Stem cells have been isolated for both epiblast and trophoblast cells, but until now no-one had succeeded in producing stem cells for primitive endoderm cells.
Now, Yasuhide Ohinata of the RIKEN Center for Integrative Medical Sciences and co-workers have established primitive endoderm stem cells in mice, which form the yolk sac that sustains the developing blastocyst until the placenta takes over this role.
They achieved this by placing mouse blastocysts in various cultures and determining the conditions under which primitive endoderm stem cells flourished. Specifically, they perturbed key functional signaling pathways in the blastocysts by using recombinant proteins and small molecules, then observed the resulting cells.
Yasuhide Ohinata and Haruhiko Koseki of the RIKEN Center for Integrative Medical Sciences and co-workers have established primitive endoderm stem cells in mice. © 2022 RIKEN
The researchers confirmed that these cells fully complement fetal development of primitive-endoderm-cells-depleted blastocysts in chimeras. These blastocysts developed into normal offspring after transfer into uteri.
This demonstration in living mice wasn’t a trivial step. “There’s a big leap between in vitro culture and in vivo function, as it’s impossible to know whether established stem cells will function in vivo without transplanting them,” says Ohinata. “We were fortunate in that we were able to achieve the expected results in vivo.”
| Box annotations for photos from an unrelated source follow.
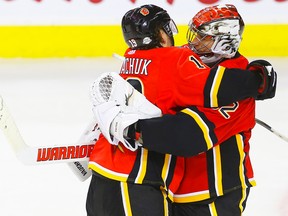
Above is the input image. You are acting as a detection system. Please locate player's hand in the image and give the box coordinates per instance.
[247,60,277,100]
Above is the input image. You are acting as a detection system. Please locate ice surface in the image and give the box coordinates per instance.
[0,58,288,216]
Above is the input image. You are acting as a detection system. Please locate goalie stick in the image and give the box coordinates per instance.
[0,96,99,181]
[256,118,288,142]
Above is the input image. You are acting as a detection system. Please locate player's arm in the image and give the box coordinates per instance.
[130,99,255,157]
[178,58,277,107]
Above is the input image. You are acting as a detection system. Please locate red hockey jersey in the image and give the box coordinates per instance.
[89,47,261,186]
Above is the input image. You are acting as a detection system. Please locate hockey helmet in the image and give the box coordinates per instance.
[122,4,178,49]
[186,4,244,64]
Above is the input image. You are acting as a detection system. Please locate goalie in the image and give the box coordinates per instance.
[86,5,276,216]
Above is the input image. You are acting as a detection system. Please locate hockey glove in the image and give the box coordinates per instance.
[91,72,161,148]
[247,60,277,100]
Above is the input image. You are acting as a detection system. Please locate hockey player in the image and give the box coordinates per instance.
[124,5,275,216]
[87,5,273,216]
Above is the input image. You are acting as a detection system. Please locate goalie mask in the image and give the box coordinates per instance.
[122,4,178,49]
[186,4,244,66]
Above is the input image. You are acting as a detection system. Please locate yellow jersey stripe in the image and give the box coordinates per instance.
[135,148,148,184]
[120,182,132,216]
[88,161,128,182]
[210,66,225,107]
[213,145,224,196]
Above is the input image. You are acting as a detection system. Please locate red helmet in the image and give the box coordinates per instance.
[186,4,244,65]
[191,4,244,35]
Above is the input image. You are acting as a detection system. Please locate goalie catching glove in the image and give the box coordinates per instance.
[91,72,161,151]
[247,60,277,100]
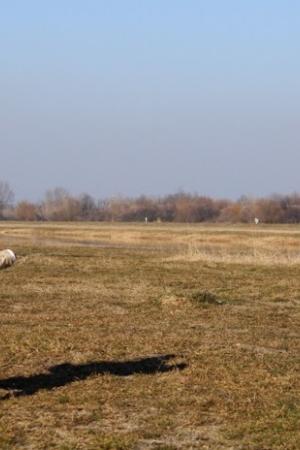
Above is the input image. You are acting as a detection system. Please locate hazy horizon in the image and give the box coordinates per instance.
[0,0,300,202]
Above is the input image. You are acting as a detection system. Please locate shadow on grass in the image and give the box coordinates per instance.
[0,355,187,400]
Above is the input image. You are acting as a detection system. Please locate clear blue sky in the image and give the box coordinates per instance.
[0,0,300,201]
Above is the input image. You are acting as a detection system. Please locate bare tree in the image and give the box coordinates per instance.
[0,180,15,218]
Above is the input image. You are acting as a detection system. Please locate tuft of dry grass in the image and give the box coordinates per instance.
[0,223,300,450]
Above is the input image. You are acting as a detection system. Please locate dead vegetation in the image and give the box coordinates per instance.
[0,223,300,450]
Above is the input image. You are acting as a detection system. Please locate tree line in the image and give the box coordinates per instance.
[0,181,300,223]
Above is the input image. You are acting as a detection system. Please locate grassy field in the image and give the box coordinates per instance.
[0,222,300,450]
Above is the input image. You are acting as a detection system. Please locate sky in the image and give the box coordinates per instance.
[0,0,300,202]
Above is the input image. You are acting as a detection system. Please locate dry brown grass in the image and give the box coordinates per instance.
[0,223,300,450]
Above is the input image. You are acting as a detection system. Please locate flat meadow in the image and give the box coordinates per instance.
[0,221,300,450]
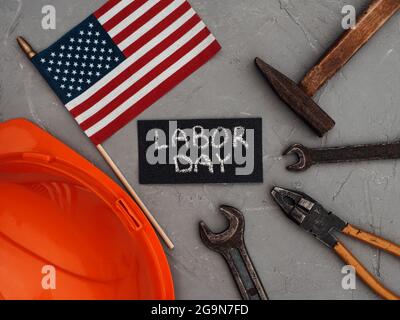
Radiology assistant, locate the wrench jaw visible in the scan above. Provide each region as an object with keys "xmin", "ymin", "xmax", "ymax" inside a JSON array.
[
  {"xmin": 283, "ymin": 143, "xmax": 313, "ymax": 171},
  {"xmin": 199, "ymin": 205, "xmax": 244, "ymax": 254}
]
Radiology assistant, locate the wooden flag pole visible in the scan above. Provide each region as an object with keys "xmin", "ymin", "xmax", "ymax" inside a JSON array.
[
  {"xmin": 96, "ymin": 144, "xmax": 174, "ymax": 250},
  {"xmin": 17, "ymin": 37, "xmax": 174, "ymax": 250}
]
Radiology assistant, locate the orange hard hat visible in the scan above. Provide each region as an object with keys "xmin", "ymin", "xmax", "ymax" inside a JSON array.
[{"xmin": 0, "ymin": 119, "xmax": 174, "ymax": 299}]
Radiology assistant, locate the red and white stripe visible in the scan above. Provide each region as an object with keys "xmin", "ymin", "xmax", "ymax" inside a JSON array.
[{"xmin": 66, "ymin": 0, "xmax": 220, "ymax": 144}]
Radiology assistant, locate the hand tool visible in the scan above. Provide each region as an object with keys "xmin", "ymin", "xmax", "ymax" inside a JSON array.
[
  {"xmin": 284, "ymin": 142, "xmax": 400, "ymax": 171},
  {"xmin": 271, "ymin": 187, "xmax": 400, "ymax": 300},
  {"xmin": 200, "ymin": 206, "xmax": 268, "ymax": 300},
  {"xmin": 255, "ymin": 0, "xmax": 400, "ymax": 136}
]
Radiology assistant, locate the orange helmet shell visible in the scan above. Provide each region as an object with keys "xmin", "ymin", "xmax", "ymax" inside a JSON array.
[{"xmin": 0, "ymin": 119, "xmax": 174, "ymax": 299}]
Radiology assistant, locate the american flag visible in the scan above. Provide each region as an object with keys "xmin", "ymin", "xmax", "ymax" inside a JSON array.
[{"xmin": 32, "ymin": 0, "xmax": 221, "ymax": 145}]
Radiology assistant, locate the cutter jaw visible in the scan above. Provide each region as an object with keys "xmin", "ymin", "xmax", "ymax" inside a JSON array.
[{"xmin": 271, "ymin": 187, "xmax": 347, "ymax": 248}]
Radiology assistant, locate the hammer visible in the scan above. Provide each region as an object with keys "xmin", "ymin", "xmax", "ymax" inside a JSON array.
[{"xmin": 255, "ymin": 0, "xmax": 400, "ymax": 137}]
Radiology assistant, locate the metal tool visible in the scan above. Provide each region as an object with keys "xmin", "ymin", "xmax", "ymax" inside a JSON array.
[
  {"xmin": 255, "ymin": 0, "xmax": 400, "ymax": 136},
  {"xmin": 200, "ymin": 206, "xmax": 268, "ymax": 300},
  {"xmin": 284, "ymin": 142, "xmax": 400, "ymax": 171},
  {"xmin": 271, "ymin": 187, "xmax": 400, "ymax": 300}
]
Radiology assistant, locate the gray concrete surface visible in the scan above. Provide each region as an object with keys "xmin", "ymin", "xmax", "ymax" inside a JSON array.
[{"xmin": 0, "ymin": 0, "xmax": 400, "ymax": 299}]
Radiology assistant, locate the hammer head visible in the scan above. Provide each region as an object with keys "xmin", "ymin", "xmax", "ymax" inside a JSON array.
[
  {"xmin": 200, "ymin": 206, "xmax": 244, "ymax": 253},
  {"xmin": 255, "ymin": 58, "xmax": 335, "ymax": 137}
]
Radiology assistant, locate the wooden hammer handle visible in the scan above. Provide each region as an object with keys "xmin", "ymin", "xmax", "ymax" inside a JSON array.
[{"xmin": 300, "ymin": 0, "xmax": 400, "ymax": 97}]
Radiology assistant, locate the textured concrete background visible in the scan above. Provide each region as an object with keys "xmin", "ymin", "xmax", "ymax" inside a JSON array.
[{"xmin": 0, "ymin": 0, "xmax": 400, "ymax": 299}]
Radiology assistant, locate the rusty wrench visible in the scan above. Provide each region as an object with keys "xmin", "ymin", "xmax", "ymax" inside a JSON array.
[
  {"xmin": 200, "ymin": 206, "xmax": 268, "ymax": 300},
  {"xmin": 284, "ymin": 142, "xmax": 400, "ymax": 171}
]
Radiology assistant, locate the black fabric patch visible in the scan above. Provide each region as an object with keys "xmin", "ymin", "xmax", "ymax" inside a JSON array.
[{"xmin": 138, "ymin": 118, "xmax": 263, "ymax": 184}]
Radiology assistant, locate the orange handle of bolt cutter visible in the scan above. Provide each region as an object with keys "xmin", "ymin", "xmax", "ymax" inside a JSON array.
[
  {"xmin": 300, "ymin": 0, "xmax": 400, "ymax": 97},
  {"xmin": 342, "ymin": 224, "xmax": 400, "ymax": 257},
  {"xmin": 333, "ymin": 242, "xmax": 400, "ymax": 300}
]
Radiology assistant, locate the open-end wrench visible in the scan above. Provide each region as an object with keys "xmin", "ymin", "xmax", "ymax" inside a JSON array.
[
  {"xmin": 200, "ymin": 206, "xmax": 268, "ymax": 300},
  {"xmin": 284, "ymin": 142, "xmax": 400, "ymax": 171}
]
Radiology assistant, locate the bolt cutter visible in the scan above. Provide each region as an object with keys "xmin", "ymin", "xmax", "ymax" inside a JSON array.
[{"xmin": 271, "ymin": 187, "xmax": 400, "ymax": 300}]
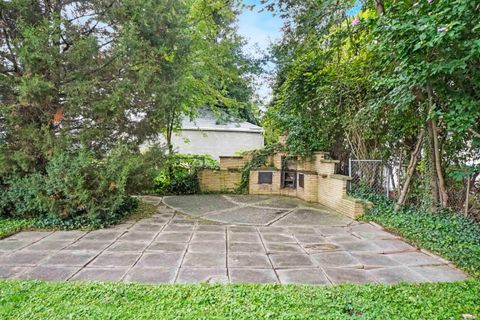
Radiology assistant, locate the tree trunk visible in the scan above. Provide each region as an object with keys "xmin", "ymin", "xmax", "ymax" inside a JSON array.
[
  {"xmin": 395, "ymin": 130, "xmax": 425, "ymax": 211},
  {"xmin": 427, "ymin": 85, "xmax": 448, "ymax": 208},
  {"xmin": 426, "ymin": 120, "xmax": 440, "ymax": 212},
  {"xmin": 375, "ymin": 0, "xmax": 385, "ymax": 16}
]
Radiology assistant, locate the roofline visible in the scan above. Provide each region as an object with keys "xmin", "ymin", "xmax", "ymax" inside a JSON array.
[{"xmin": 179, "ymin": 127, "xmax": 265, "ymax": 133}]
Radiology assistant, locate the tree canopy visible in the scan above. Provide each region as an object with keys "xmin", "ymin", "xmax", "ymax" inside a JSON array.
[{"xmin": 263, "ymin": 0, "xmax": 480, "ymax": 212}]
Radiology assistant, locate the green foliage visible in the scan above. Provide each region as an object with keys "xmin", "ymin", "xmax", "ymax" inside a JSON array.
[
  {"xmin": 0, "ymin": 281, "xmax": 480, "ymax": 320},
  {"xmin": 0, "ymin": 149, "xmax": 139, "ymax": 228},
  {"xmin": 126, "ymin": 146, "xmax": 168, "ymax": 195},
  {"xmin": 355, "ymin": 190, "xmax": 480, "ymax": 277},
  {"xmin": 0, "ymin": 0, "xmax": 255, "ymax": 228},
  {"xmin": 154, "ymin": 154, "xmax": 218, "ymax": 195},
  {"xmin": 236, "ymin": 144, "xmax": 283, "ymax": 194},
  {"xmin": 0, "ymin": 218, "xmax": 35, "ymax": 239}
]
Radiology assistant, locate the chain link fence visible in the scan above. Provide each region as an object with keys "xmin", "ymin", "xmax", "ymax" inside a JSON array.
[
  {"xmin": 348, "ymin": 159, "xmax": 393, "ymax": 197},
  {"xmin": 348, "ymin": 159, "xmax": 480, "ymax": 221}
]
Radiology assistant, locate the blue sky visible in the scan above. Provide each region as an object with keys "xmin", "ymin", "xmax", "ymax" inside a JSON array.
[
  {"xmin": 238, "ymin": 0, "xmax": 282, "ymax": 103},
  {"xmin": 238, "ymin": 0, "xmax": 362, "ymax": 103}
]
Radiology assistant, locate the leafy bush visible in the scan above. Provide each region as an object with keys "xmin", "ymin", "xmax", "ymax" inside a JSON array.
[
  {"xmin": 0, "ymin": 149, "xmax": 139, "ymax": 228},
  {"xmin": 126, "ymin": 146, "xmax": 167, "ymax": 194},
  {"xmin": 0, "ymin": 218, "xmax": 35, "ymax": 239},
  {"xmin": 355, "ymin": 192, "xmax": 480, "ymax": 277},
  {"xmin": 155, "ymin": 154, "xmax": 218, "ymax": 195}
]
The team eventually hopes to artificially create embryos. “Our ultimate goal is to reconstitute embryos that can develop from stem cells alone,” says Ohinata. “Primitive endoderm stem cells are essential for this, which is why we devoted so much effort to establishing a generally overlooked stem-cell type.”
The researchers combined the three types of stem cells to generate embryo-like structures in vitro. When they implanted these in uteri, they formed descendants with yolk-sac-like structures but didn’t develop into normal embryos. “While these results represent a major step forward in artificial embryo reconstitution, we will continue to pursue research to mimic embryos more precisely using stem cells,” says Ohinata.
Ohinata notes that this achievement may not be directly applicable to people because of the differences between embryonic development in mice and humans, but he adds: “To understand human and mouse development in an integrated manner, we’re conducting research using pigs, which are thought to retain human-type developmental mechanisms.”